The image most people have of a straight-from-central-casting CEO is usually something like the following: An extroverted, charismatic, confident executive who climbed a mistake-free ladder to the top with a degree from an elite school.
But a new 10-year study from a leadership advisory firm and economists from two business schools, published in this month’s Harvard Business Review, finds that the most successful chief executives often don’t fit that mold.
The researchers behind the study, called the CEO Genome Project, used a database of assessments — comprehensive performance appraisals and extensive biographical information — of 17,000 C-suite executives, including 2,000 CEOs. The database, created by the consultancy ghSmart, includes everything from career history to behavioral patterns to how the executives performed in past jobs, decisions they’ve made and demographic information.

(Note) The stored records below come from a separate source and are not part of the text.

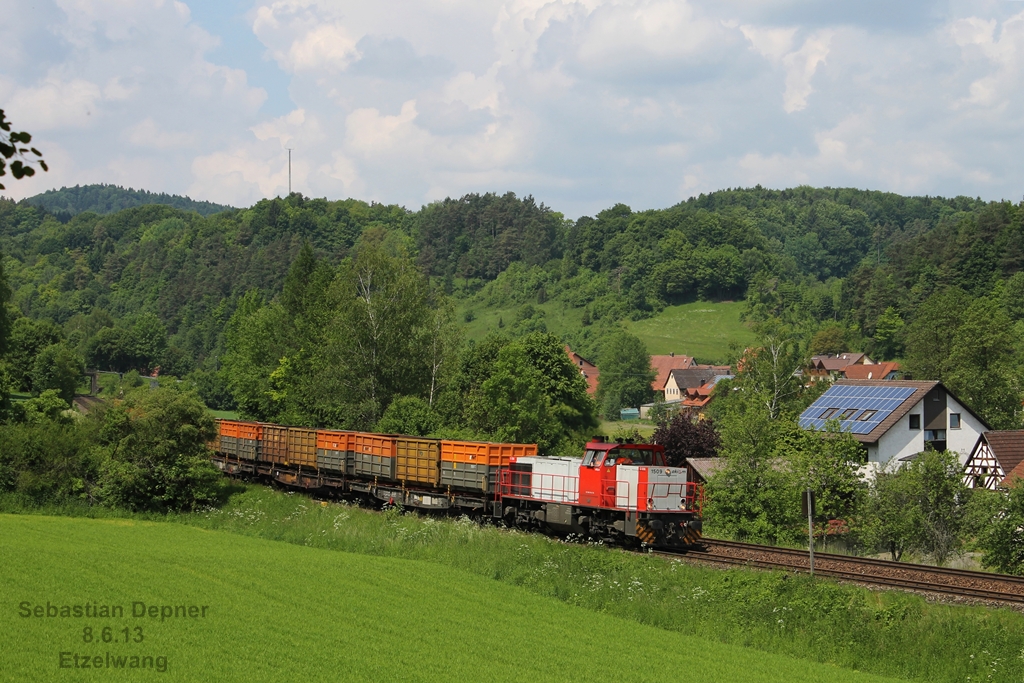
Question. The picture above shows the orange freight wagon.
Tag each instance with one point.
(418, 460)
(374, 456)
(335, 450)
(474, 465)
(302, 446)
(241, 439)
(214, 443)
(274, 446)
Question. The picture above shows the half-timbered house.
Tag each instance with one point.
(994, 457)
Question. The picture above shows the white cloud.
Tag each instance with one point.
(581, 102)
(56, 103)
(147, 133)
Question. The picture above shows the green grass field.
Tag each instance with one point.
(558, 318)
(702, 330)
(279, 611)
(610, 428)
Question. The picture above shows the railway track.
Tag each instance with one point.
(940, 581)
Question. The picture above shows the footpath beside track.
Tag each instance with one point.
(975, 586)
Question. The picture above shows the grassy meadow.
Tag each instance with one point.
(702, 330)
(276, 611)
(843, 628)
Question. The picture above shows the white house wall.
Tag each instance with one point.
(962, 440)
(901, 441)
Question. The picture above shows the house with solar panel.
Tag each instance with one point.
(897, 419)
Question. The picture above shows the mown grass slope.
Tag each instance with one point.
(702, 329)
(280, 611)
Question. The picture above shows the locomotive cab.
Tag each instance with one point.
(614, 492)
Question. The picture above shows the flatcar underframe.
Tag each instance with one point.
(615, 526)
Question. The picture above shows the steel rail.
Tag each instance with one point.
(870, 561)
(858, 577)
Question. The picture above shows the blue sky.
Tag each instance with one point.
(583, 103)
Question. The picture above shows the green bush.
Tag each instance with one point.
(156, 453)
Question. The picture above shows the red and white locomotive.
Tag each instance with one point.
(615, 493)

Their analysis, which included help from statisticians, data scientists and financial analysts, examined a sample of 930 of those CEOs to come up with the traits and patterns that most predicted which ones became a CEO. They also gathered information on the performance of 212 of them to compare how top-performers’ behaviors lined up with the traits that tend to get CEOs hired.

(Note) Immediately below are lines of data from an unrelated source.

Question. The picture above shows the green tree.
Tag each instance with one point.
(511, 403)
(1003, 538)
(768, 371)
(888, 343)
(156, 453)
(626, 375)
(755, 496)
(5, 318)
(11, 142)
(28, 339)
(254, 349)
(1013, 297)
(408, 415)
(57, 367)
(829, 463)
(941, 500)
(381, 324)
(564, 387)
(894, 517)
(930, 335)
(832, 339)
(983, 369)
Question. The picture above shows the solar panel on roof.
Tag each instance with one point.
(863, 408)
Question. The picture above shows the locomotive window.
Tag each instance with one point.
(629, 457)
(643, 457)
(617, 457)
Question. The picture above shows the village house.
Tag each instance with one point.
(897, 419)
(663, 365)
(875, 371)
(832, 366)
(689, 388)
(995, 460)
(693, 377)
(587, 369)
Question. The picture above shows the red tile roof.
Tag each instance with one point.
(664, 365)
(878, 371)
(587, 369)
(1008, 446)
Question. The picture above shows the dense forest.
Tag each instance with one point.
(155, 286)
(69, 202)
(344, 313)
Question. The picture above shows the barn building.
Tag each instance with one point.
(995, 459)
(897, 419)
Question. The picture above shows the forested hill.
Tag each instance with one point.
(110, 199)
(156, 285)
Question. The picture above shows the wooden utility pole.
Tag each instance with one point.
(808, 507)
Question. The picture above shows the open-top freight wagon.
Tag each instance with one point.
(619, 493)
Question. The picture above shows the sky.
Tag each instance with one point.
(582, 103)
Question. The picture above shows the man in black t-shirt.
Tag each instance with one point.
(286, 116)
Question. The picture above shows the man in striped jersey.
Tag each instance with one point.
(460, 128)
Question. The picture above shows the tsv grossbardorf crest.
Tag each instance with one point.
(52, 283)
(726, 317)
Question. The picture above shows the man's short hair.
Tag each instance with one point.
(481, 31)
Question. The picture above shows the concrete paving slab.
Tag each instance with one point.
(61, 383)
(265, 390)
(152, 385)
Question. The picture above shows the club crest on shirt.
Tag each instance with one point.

What they found surprised them. A little more than half of the CEOs who did better than expected in the minds of investors and directors were actually introverts, not the usual gregarious CEO known for glad-handing customers.

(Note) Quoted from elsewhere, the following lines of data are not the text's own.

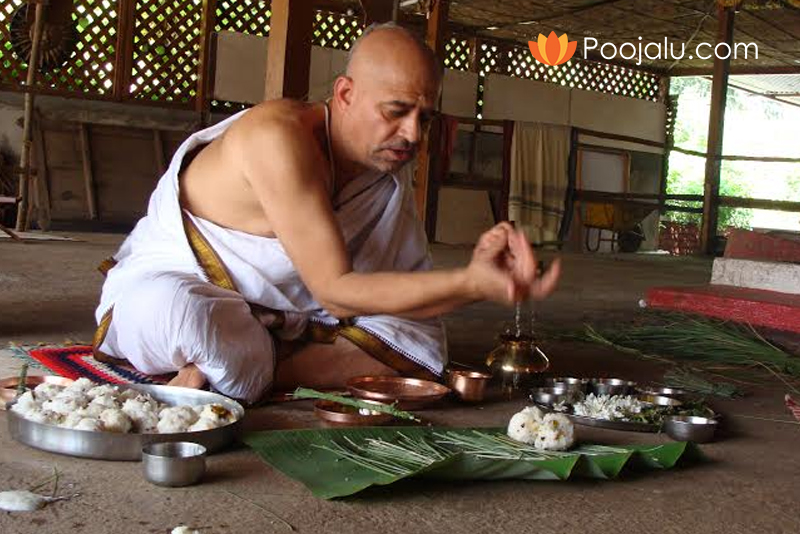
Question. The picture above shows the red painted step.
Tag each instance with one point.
(780, 311)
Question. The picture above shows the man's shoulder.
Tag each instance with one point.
(276, 115)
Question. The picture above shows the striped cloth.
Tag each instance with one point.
(793, 406)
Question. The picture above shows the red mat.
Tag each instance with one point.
(780, 311)
(77, 361)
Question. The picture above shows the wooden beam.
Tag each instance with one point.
(759, 204)
(123, 60)
(427, 176)
(618, 137)
(716, 127)
(736, 70)
(289, 49)
(88, 175)
(158, 149)
(202, 100)
(377, 11)
(43, 218)
(27, 120)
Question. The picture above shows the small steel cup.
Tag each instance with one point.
(470, 386)
(568, 383)
(174, 464)
(690, 428)
(613, 386)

“The biggest aha, overall, is that some of the things that make CEOs attractive to the board have no bearing on their performance,” said Elena Lytkina Botelho, a partner at ghSmart and a co-founder of the project. “Like most human beings, they get seduced by charismatic, polished presenters. They simply do better in interviews.”
Botelho says she doesn’t necessarily think introverts are always better performers, but that they may be more prevalent, and do better in her sample, because boards are so attracted to them.
“I’ve been in the room and had directors express the concern — ‘this person is such a strong introvert, how will they really lead?’ ” she said. Similarly, candidates who displayed a lot of confidence had more than double the chance of being chosen as CEO, the study found, even though particularly confident CEOs were no more likely to show better performance once they got the job.